Interpretation of Ligand-Based Activity Cliff Prediction Models Using the Matched Molecular Pair Kernel

Shunsuke Tamura; Swarit Jasial; Tomoyuki Miyao; Kimito Funatsu

doi:10.3390/molecules26164916

Interpretation of Ligand-Based Activity Cliff Prediction Models Using the Matched Molecular Pair Kernel

Molecules. 2021 Aug 13;26(16):4916. doi: 10.3390/molecules26164916.

Authors

Shunsuke Tamura¹, Swarit Jasial^{1

2}, Tomoyuki Miyao^{1

2}, Kimito Funatsu²

Affiliations

¹ Graduate School of Science and Technology, Nara Institute of Science and Technology, 8916-5 Takayama-cho, Ikoma 630-0192, Japan.
² Data Science Center, Nara Institute of Science and Technology, 8916-5 Takayama-cho, Ikoma 630-0192, Japan.

Abstract

Activity cliffs (ACs) are formed by two structurally similar compounds with a large difference in potency.
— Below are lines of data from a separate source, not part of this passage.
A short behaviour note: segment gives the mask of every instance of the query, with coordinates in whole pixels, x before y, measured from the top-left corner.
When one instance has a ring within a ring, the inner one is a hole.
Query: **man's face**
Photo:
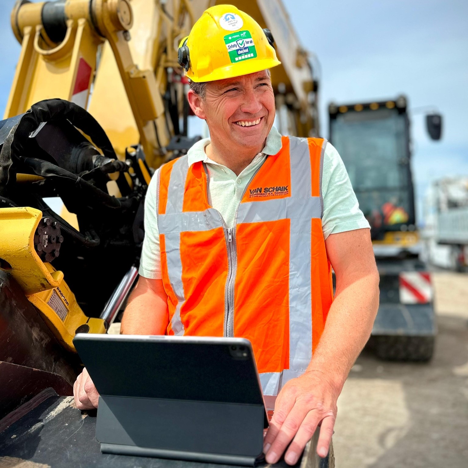
[[[262,146],[275,119],[275,97],[268,72],[207,83],[200,107],[212,140],[243,148]]]

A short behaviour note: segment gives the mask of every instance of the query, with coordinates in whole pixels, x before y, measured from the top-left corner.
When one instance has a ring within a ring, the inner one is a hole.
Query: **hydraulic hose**
[[[87,247],[96,247],[99,245],[101,240],[94,231],[90,231],[89,234],[93,237],[88,237],[79,231],[77,231],[61,216],[57,214],[42,198],[37,197],[36,202],[37,204],[37,206],[42,212],[43,215],[45,213],[47,216],[53,218],[56,221],[58,221],[60,223],[60,230],[66,233],[71,237],[81,242]],[[88,233],[87,233],[87,234]]]

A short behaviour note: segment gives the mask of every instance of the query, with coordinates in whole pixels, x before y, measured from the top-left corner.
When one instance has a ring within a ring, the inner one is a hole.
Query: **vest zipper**
[[[265,161],[263,161],[263,162]],[[263,163],[258,167],[250,177],[249,183],[245,186],[241,200],[244,197],[245,192],[250,186],[250,183],[257,173],[260,170]],[[204,163],[204,168],[206,174],[206,193],[208,194],[208,170]],[[226,304],[224,311],[224,335],[227,337],[234,336],[234,283],[235,280],[236,273],[237,271],[237,255],[236,252],[235,247],[235,231],[237,223],[237,212],[240,202],[236,208],[235,214],[234,216],[234,227],[226,227],[225,228],[225,237],[226,239],[226,244],[227,246],[227,281],[226,283],[226,291],[225,295]],[[221,219],[222,217],[221,216]],[[224,223],[224,220],[223,220]],[[226,224],[224,224],[226,226]]]
[[[228,246],[229,255],[228,256],[228,265],[229,265],[227,272],[227,313],[226,315],[226,332],[227,336],[234,336],[234,279],[235,278],[235,272],[237,270],[237,258],[235,255],[235,249],[234,246],[234,240],[233,234],[234,230],[232,228],[227,228],[227,244]]]

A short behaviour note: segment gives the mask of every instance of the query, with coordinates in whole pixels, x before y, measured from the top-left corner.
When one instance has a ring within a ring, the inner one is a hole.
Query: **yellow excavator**
[[[73,394],[75,333],[106,333],[124,307],[151,176],[200,138],[178,45],[218,3],[15,4],[21,52],[0,122],[0,419],[46,388]],[[318,80],[280,0],[233,3],[275,40],[280,131],[318,136]]]

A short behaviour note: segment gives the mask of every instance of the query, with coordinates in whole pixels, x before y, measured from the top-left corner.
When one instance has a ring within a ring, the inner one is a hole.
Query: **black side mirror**
[[[428,114],[426,126],[429,136],[433,140],[439,140],[442,136],[442,116],[440,114]]]

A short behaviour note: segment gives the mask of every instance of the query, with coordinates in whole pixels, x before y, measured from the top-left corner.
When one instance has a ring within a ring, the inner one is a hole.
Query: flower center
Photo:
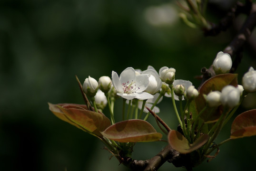
[[[130,94],[136,91],[138,89],[139,89],[139,87],[137,87],[135,82],[132,81],[131,83],[129,84],[129,81],[127,83],[122,84],[123,86],[123,91],[124,93],[127,94]]]

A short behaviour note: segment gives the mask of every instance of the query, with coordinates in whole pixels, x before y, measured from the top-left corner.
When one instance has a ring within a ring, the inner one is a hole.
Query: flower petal
[[[120,74],[120,82],[121,84],[125,83],[130,83],[135,81],[136,78],[135,70],[131,67],[125,69]]]
[[[134,93],[133,95],[136,96],[135,98],[138,100],[149,99],[154,97],[153,95],[147,92]]]
[[[142,74],[152,75],[155,76],[155,78],[156,78],[156,80],[158,83],[158,87],[157,90],[158,90],[158,91],[160,90],[162,87],[162,80],[161,80],[161,79],[160,78],[160,76],[157,71],[156,71],[156,70],[153,67],[153,66],[148,66],[148,69],[147,70],[143,71]]]
[[[126,93],[118,93],[117,95],[127,100],[132,100],[136,98],[136,95],[134,94],[128,94]]]
[[[136,76],[136,83],[134,85],[136,87],[136,92],[142,92],[146,90],[148,86],[149,78],[149,77],[147,74],[141,74]]]
[[[123,92],[122,84],[120,82],[118,74],[114,71],[112,71],[112,84],[118,92]]]

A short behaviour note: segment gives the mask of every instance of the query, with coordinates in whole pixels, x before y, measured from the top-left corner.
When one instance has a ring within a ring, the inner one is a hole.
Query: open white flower
[[[156,95],[154,95],[154,98],[152,99],[150,99],[148,100],[146,102],[145,104],[145,106],[147,106],[148,107],[149,109],[151,109],[152,106],[153,106],[153,104],[155,103],[155,102],[156,102],[156,100],[158,99],[158,96],[159,95],[159,93],[157,93]],[[158,104],[163,99],[163,97],[162,96],[161,98],[159,100],[159,101],[158,102]],[[140,109],[141,110],[141,108],[142,108],[142,104],[143,103],[143,102],[141,100],[139,100],[138,102],[138,108],[139,109]],[[158,114],[160,113],[160,109],[157,106],[154,106],[153,108],[153,109],[152,110],[153,112],[154,112],[155,114]],[[146,107],[144,107],[144,108],[143,109],[143,112],[147,113],[149,111],[147,109]]]
[[[85,93],[90,97],[93,97],[96,94],[98,88],[98,84],[93,78],[90,76],[84,81],[83,89]]]
[[[154,97],[150,94],[143,92],[148,86],[148,75],[136,75],[135,70],[131,67],[123,71],[120,77],[116,72],[113,71],[112,83],[118,92],[117,95],[127,100],[135,98],[139,100],[146,100]]]
[[[173,68],[163,66],[159,70],[159,75],[162,81],[169,85],[173,83],[176,72]]]
[[[98,89],[94,98],[95,98],[95,103],[97,108],[104,109],[108,103],[107,97],[105,95],[105,94],[100,89]]]
[[[148,86],[145,91],[153,95],[158,92],[162,86],[162,81],[153,66],[148,66],[148,69],[143,71],[141,74],[148,74],[149,76]]]
[[[217,107],[221,104],[220,97],[221,93],[214,91],[209,93],[206,96],[206,101],[210,107]]]

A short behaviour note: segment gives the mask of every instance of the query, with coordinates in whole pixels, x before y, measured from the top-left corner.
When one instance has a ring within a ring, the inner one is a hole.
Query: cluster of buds
[[[221,92],[214,91],[209,93],[206,99],[210,107],[217,107],[222,104],[231,108],[239,104],[243,91],[243,86],[241,85],[237,87],[228,85],[223,87]]]

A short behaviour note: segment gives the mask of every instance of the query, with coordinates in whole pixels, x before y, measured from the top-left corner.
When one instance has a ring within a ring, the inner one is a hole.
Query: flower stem
[[[179,115],[178,114],[178,112],[177,110],[177,107],[176,107],[176,104],[175,104],[175,100],[174,99],[174,91],[173,90],[173,85],[169,85],[169,87],[171,89],[171,94],[172,95],[172,104],[173,104],[173,108],[174,108],[174,111],[175,112],[175,114],[176,114],[176,116],[177,117],[177,119],[178,119],[178,122],[179,124],[180,124],[180,126],[181,126],[181,127],[183,128],[183,124],[182,124],[182,123],[181,122],[181,120],[180,120],[180,118],[179,117]]]
[[[123,111],[122,112],[122,118],[123,121],[125,120],[125,102],[126,99],[123,98]]]
[[[159,95],[158,96],[158,98],[157,99],[157,100],[156,100],[156,101],[155,102],[155,103],[154,103],[154,104],[153,104],[153,105],[150,108],[150,110],[152,110],[154,108],[154,107],[155,107],[156,105],[157,105],[157,104],[158,104],[158,101],[160,100],[160,99],[161,98],[161,97],[162,97],[163,95],[161,93],[160,93]],[[144,121],[147,121],[147,120],[148,119],[148,116],[149,115],[150,113],[149,112],[148,113],[145,117],[144,118]]]
[[[113,104],[113,102],[111,101],[109,99],[109,96],[108,94],[105,94],[105,95],[107,96],[107,99],[108,100],[108,109],[109,109],[109,112],[110,113],[110,120],[112,124],[115,124],[115,119],[114,118],[114,112],[112,106],[112,104]]]
[[[131,107],[131,100],[129,100],[129,104],[128,105],[128,110],[127,110],[127,116],[126,116],[126,119],[129,119],[129,116],[130,115],[130,108]]]
[[[139,119],[140,119],[140,118],[141,118],[141,116],[142,115],[142,114],[143,113],[143,111],[144,110],[144,107],[145,107],[145,105],[146,104],[146,101],[147,101],[147,99],[143,100],[143,103],[142,103],[142,107],[141,107],[141,110],[140,110],[140,113],[139,113],[139,116],[138,117],[138,118]]]

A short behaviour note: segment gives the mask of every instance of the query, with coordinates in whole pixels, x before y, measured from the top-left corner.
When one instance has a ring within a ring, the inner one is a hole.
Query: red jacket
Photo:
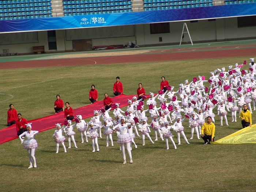
[[[26,128],[27,126],[25,125],[25,124],[27,124],[27,121],[25,118],[21,118],[21,120],[20,121],[19,120],[16,121],[16,130],[18,133],[20,128],[20,126],[22,126],[23,128]]]
[[[103,105],[104,105],[104,106],[113,102],[113,101],[112,100],[112,99],[111,99],[109,97],[107,97],[104,98],[103,99]]]
[[[161,81],[160,83],[160,89],[162,90],[163,89],[163,87],[165,86],[166,87],[169,84],[169,83],[168,81],[165,80],[165,81]]]
[[[94,90],[91,89],[89,92],[89,97],[91,97],[94,99],[96,100],[98,98],[98,91],[95,89]]]
[[[142,93],[144,93],[144,95],[145,93],[146,92],[145,91],[145,89],[144,89],[144,88],[143,88],[143,87],[141,88],[141,90],[140,90],[140,88],[138,88],[137,89],[137,94],[138,95],[137,96],[138,97],[139,97],[139,95],[142,94]]]
[[[118,92],[123,93],[123,84],[122,83],[119,82],[117,83],[116,82],[115,82],[114,83],[114,86],[113,86],[113,91],[115,92],[116,91]]]
[[[63,100],[60,99],[59,99],[59,100],[56,100],[54,102],[54,106],[57,106],[59,108],[63,108],[64,107]]]
[[[16,109],[13,109],[12,111],[11,109],[7,112],[7,123],[10,122],[12,121],[16,121],[18,120],[17,117],[18,113]]]
[[[73,114],[73,109],[71,107],[69,107],[69,109],[68,109],[66,108],[64,109],[64,116],[65,118],[67,117],[68,115],[69,115],[69,116],[72,116]]]

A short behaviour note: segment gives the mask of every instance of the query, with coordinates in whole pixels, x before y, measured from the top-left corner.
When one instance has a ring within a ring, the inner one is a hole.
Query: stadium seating
[[[52,17],[51,5],[50,0],[0,1],[0,19]]]

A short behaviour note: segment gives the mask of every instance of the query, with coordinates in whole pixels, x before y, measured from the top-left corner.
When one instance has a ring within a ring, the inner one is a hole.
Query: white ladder
[[[184,27],[185,26],[186,26],[186,28],[187,28],[187,31],[184,31]],[[193,45],[193,42],[191,40],[191,38],[190,37],[190,35],[189,34],[189,32],[188,31],[188,26],[187,26],[187,23],[184,23],[183,25],[183,29],[182,29],[182,33],[181,33],[181,37],[180,38],[180,46],[181,44],[181,41],[182,40],[182,36],[183,36],[183,33],[187,33],[188,34],[188,36],[189,37],[189,39],[190,39],[190,41],[191,42],[192,45]]]

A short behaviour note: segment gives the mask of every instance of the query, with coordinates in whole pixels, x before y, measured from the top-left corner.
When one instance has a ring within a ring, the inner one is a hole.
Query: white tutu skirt
[[[142,132],[141,132],[141,134],[146,134],[146,133],[148,133],[148,132],[149,132],[149,130],[148,129],[147,129],[145,131],[142,131]]]
[[[184,127],[183,126],[181,126],[180,127],[178,128],[178,130],[177,131],[182,131],[184,130]]]
[[[238,111],[239,110],[239,108],[238,108],[238,107],[234,107],[233,108],[231,108],[231,109],[230,109],[230,110],[231,111]]]
[[[87,130],[87,127],[86,126],[84,126],[83,127],[82,127],[81,128],[79,127],[77,128],[77,129],[78,130],[78,131],[80,131],[80,132],[83,132]]]
[[[196,122],[196,123],[191,124],[191,127],[197,127],[199,124],[198,122]]]
[[[160,128],[161,128],[161,125],[157,125],[157,126],[154,126],[153,127],[153,129],[155,129],[155,130],[157,130],[159,129]]]
[[[65,140],[66,138],[65,138],[64,136],[63,135],[60,137],[56,138],[55,140],[55,142],[57,143],[62,143],[64,141],[65,141]]]
[[[93,139],[98,137],[99,137],[99,133],[97,132],[94,132],[93,133],[93,135],[91,136],[91,139]]]
[[[38,146],[37,140],[34,139],[26,140],[23,143],[23,148],[25,149],[33,149]]]
[[[204,123],[205,123],[205,121],[204,119],[199,119],[197,120],[198,124],[199,125],[203,125]]]
[[[246,103],[251,103],[252,102],[252,99],[245,99],[244,102],[245,102]]]
[[[132,135],[130,135],[130,136],[131,137],[131,139],[134,139],[135,138],[135,134],[132,133]]]
[[[117,138],[117,143],[130,143],[132,140],[130,134],[128,133],[120,135]]]
[[[226,115],[227,114],[227,112],[225,111],[222,112],[222,113],[221,113],[220,112],[219,114],[219,115],[220,116],[222,116]]]
[[[68,135],[68,136],[71,136],[71,135],[74,135],[76,134],[76,133],[75,132],[73,131],[71,131],[70,132],[69,132],[68,133],[67,133],[67,135]]]
[[[107,130],[104,130],[103,134],[104,135],[109,135],[110,134],[112,134],[113,132],[113,130],[110,129]]]
[[[188,106],[188,103],[187,102],[181,102],[181,105],[182,106]]]
[[[163,134],[163,136],[165,138],[169,138],[173,136],[173,134],[170,132]]]

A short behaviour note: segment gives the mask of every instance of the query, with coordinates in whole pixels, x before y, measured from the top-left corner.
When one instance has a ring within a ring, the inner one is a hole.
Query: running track
[[[239,46],[238,47],[237,46]],[[248,48],[250,47],[250,48]],[[156,50],[157,49],[157,50]],[[131,49],[128,49],[131,50]],[[146,53],[131,55],[99,56],[41,60],[0,63],[0,69],[63,67],[93,64],[138,63],[191,59],[221,58],[236,57],[253,57],[256,45],[236,45],[207,48],[193,47],[170,49],[155,49]]]

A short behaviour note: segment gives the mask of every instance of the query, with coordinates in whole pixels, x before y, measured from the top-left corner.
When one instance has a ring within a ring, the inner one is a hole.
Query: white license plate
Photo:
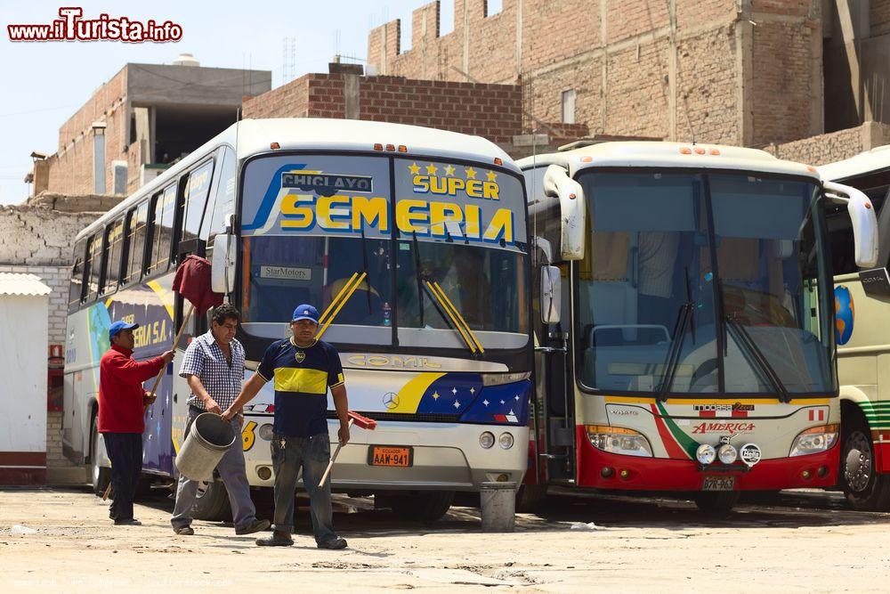
[[[735,476],[705,476],[702,491],[734,491]]]

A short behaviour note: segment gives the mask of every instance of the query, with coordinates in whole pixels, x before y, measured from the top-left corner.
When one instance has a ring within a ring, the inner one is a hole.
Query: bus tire
[[[99,452],[104,445],[101,434],[99,433],[99,416],[93,416],[90,429],[90,476],[93,479],[93,492],[96,497],[105,494],[105,489],[111,482],[111,468],[99,465]]]
[[[435,522],[448,513],[453,491],[418,491],[389,498],[392,513],[412,522]]]
[[[741,493],[738,491],[700,491],[692,493],[699,509],[714,516],[728,516]]]
[[[862,415],[845,407],[841,422],[841,487],[854,509],[880,511],[890,507],[890,476],[875,468],[875,445]]]
[[[222,481],[201,482],[191,508],[191,517],[207,522],[225,522],[231,519],[229,492]]]
[[[516,490],[516,511],[531,514],[541,509],[547,498],[546,484],[521,484]]]

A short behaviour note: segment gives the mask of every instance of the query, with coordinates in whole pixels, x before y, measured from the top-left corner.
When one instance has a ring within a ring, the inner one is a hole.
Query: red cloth
[[[195,306],[198,315],[211,307],[222,305],[222,294],[210,290],[210,261],[198,256],[187,256],[176,269],[173,289]]]
[[[158,375],[164,358],[142,362],[133,351],[114,345],[99,363],[99,432],[142,433],[145,418],[142,382]]]

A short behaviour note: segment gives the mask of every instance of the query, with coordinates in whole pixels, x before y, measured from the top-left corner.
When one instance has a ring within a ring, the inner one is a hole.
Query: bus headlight
[[[639,431],[605,425],[586,425],[587,439],[597,450],[625,456],[651,457],[649,440]]]
[[[265,423],[260,426],[260,430],[257,431],[260,437],[266,440],[267,442],[272,441],[272,424]]]
[[[699,460],[700,464],[704,464],[705,466],[713,462],[716,457],[717,451],[714,449],[713,445],[708,443],[702,443],[695,451],[695,460]]]
[[[717,458],[724,464],[729,465],[739,458],[739,451],[729,443],[724,443],[717,448]]]
[[[839,432],[839,425],[823,425],[802,431],[795,438],[789,455],[805,456],[825,452],[837,443]]]
[[[479,435],[479,444],[488,450],[495,444],[494,435],[489,433],[488,431],[484,432],[482,435]]]

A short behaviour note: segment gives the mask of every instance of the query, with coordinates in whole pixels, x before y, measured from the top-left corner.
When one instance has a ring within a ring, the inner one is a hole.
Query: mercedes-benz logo
[[[399,395],[395,392],[387,392],[384,395],[384,406],[392,411],[399,406]]]

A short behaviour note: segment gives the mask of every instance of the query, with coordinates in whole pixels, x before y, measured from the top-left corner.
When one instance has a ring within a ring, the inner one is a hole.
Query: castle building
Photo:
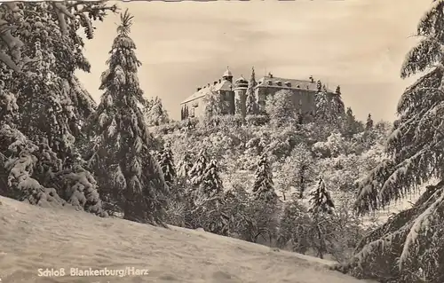
[[[208,83],[203,87],[197,88],[196,91],[183,100],[181,105],[181,119],[198,117],[205,111],[205,96],[215,91],[222,96],[226,101],[224,114],[246,114],[246,92],[249,82],[241,75],[233,83],[233,74],[227,68],[222,78],[214,81],[212,84]],[[314,94],[319,91],[320,86],[313,78],[310,76],[308,80],[286,79],[275,77],[271,73],[257,81],[254,87],[256,100],[258,101],[259,111],[264,112],[267,97],[274,95],[279,90],[289,90],[293,93],[293,103],[297,106],[299,114],[313,115],[315,114]],[[327,90],[328,93],[333,91]],[[237,108],[237,109],[236,109]]]

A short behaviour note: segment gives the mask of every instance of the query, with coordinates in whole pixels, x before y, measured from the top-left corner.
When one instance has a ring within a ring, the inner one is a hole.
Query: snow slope
[[[83,212],[0,201],[1,283],[359,283],[331,262],[177,227],[170,230]],[[71,277],[70,268],[147,269],[126,277]],[[65,268],[65,277],[38,269]]]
Accurate AC prediction is expected to help researchers' decisions in the early stages of drug discovery. Previously, predictive models based on matched molecular pair (MMP) cliffs have been proposed. However, the proposed methods face a challenge of interpretability due to the black-box character of the predictive models. In this study, we developed interpretable MMP fingerprints and modified a model-specific interpretation approach for models based on a support vector machine (SVM) and MMP kernel. We compared important features highlighted by this SVM-based interpretation approach and the SHapley Additive exPlanations (SHAP) as a major model-independent approach. The model-specific approach could capture the difference between AC and non-AC, while SHAP assigned high weights to the features not present in the test instances. For specific MMPs, the feature weights mapped by the SVM-based interpretation method were in agreement with the previously confirmed binding knowledge from X-ray co-crystal structures, indicating that this method is able to interpret the AC prediction model in a chemically intuitive manner.

Keywords: SHapley Additive exPlanations; activity-cliff; chemoinformatics; matched molecular pair; model interpretation; support vector machine.